Martín Verdugo, Juan

  

JUAN MARTÍN VERDUGO

Presidente de la cofradía de San Antonio de Navalperal de Pinares
Arriba se ha hecho referencia a la situación que vive la comunidad cristiana de Navalperal de Pinares en el verano de 1936. Allí se editaron varios impresos de la izquierda española, como el periódico Avance, órgano del Primer Regimiento de Milicias Populares, Columna Manglada; y fue desde primera hora objetivo ideológico de los movimientos que promovían la desaparición de cualquier rescoldo de fe cristiana.

El día 23 de julio, a los 60 años de edad, había muerto en este pueblo el protomártir de la clerecía abulense contemporánea, su párroco, don Basilio Sánchez García, por lo que no podía augurarse un destino diferente para quienes se hubiesen señalado como seguidores del Príncipe de los Mártires.

Juan Martín Verdugo había nacido en este mismo pueblo de Navalperal el 10 de enero de 1873. Desde niño, sus padres Ventura y Felipa, le habían enseñado a amar cuanto tiene que ver con Dios.
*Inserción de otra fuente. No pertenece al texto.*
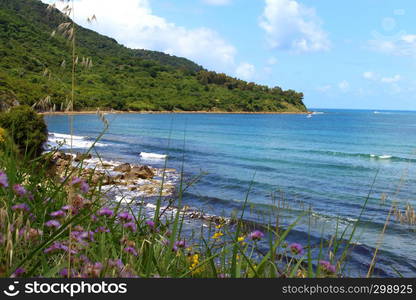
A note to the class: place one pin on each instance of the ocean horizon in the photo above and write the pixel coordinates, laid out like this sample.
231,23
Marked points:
328,163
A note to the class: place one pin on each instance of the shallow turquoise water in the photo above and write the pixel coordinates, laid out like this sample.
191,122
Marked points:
327,162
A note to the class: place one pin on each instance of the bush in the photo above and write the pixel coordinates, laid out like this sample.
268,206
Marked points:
27,128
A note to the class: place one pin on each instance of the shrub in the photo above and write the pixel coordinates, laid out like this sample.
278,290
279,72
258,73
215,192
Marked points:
27,128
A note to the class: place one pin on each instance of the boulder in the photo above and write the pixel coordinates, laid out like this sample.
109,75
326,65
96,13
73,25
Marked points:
125,168
82,156
142,172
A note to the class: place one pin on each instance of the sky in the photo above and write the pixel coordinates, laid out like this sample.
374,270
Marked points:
357,54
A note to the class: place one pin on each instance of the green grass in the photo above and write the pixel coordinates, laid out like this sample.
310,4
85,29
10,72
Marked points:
88,244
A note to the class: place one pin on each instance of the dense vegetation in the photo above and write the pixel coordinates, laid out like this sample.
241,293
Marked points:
27,129
35,65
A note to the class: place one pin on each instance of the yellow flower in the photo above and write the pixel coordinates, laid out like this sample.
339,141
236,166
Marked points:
194,260
217,235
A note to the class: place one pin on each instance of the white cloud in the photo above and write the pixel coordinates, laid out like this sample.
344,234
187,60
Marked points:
272,61
376,77
369,75
217,2
393,79
133,24
324,89
293,26
401,45
245,71
344,85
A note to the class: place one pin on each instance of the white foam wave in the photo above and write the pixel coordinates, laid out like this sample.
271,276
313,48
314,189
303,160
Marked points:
55,139
153,156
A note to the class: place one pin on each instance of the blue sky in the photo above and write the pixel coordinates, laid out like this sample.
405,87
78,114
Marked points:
341,54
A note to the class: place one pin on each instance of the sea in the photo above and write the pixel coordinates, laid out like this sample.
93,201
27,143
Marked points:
342,171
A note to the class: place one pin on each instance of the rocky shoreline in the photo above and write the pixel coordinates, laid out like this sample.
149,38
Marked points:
133,183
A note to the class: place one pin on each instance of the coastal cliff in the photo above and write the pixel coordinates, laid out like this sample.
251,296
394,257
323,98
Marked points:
35,67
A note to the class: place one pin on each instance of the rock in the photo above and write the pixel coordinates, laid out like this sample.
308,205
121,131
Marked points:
123,168
82,156
142,172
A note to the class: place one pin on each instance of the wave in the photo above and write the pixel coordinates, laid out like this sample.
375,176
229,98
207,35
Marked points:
152,156
363,155
63,141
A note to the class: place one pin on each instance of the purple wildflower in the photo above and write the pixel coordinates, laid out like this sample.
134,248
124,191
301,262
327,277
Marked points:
125,216
85,188
30,196
131,226
76,180
18,272
179,244
105,212
4,182
327,266
19,190
21,207
67,207
296,248
131,250
53,223
150,223
102,229
256,235
57,214
64,273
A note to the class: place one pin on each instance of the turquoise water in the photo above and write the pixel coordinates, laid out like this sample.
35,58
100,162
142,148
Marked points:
327,162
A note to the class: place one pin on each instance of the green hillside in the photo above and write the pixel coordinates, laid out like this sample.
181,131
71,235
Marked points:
35,65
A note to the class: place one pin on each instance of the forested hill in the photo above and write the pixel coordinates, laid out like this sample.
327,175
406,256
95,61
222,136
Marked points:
35,65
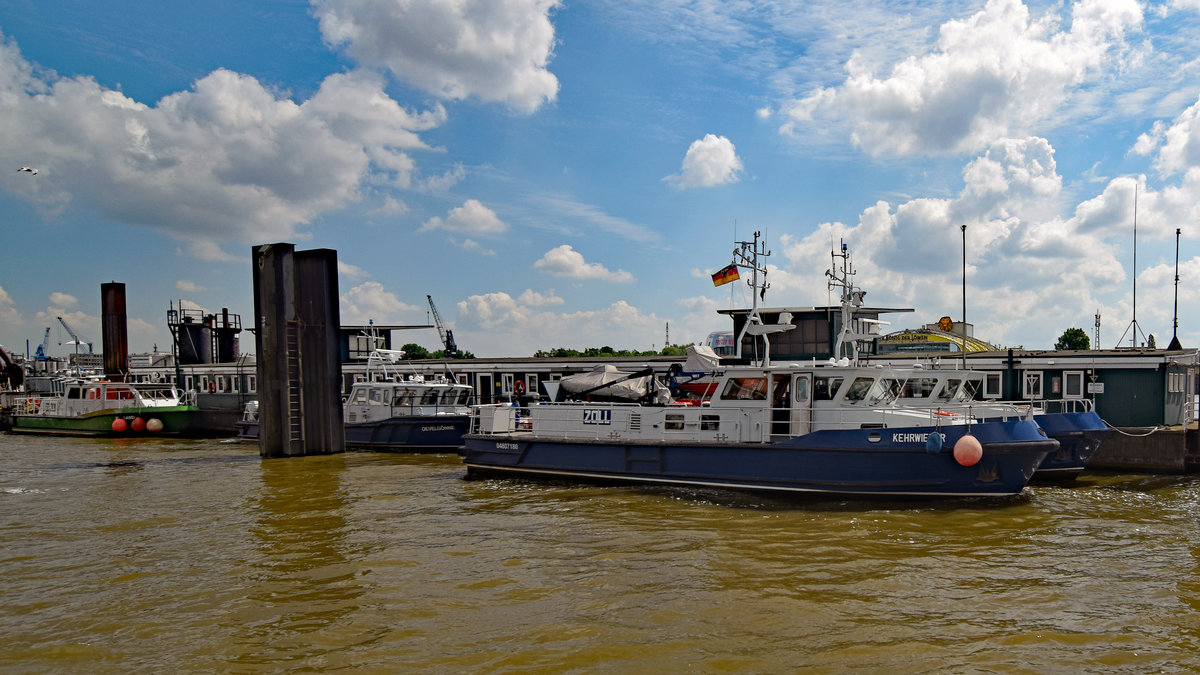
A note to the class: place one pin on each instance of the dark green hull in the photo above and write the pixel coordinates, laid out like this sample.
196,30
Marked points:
177,420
Acudía con afecto a la eucaristía, donde asistía al párroco como monaguillo. Con el tiempo, llegó a ser presidente de la cofradía de San Antonio y miembro de la cofradía del Señor, o de la Minerva, como se conocía en los pueblos de Castilla. Nunca ocultó su condición de ferviente católico, cuya talla tendría ocasión de dar años más tarde.

Juan contrajo matrimonio con la hermana del sacerdote, luego mártir, don Antonio Tejerizo Aliseda, llamada María Reyes, con quien tuvo siete hijos: Tomasa, Jesús, Ventura, María de los Remedios y Juan José, además de Ventura y Amparo, la primogénita, que murieron muy pronto. A todos ellos les inculcaron los más nobles ideales de la fe cristiana. Con esfuerzo, habían conseguido reunir una pequeña hacienda ganadera, con la que pudieron ayudar a los más necesitados del pueblo, a veces a través de la mediación del párroco, para que todo quedara en secreto.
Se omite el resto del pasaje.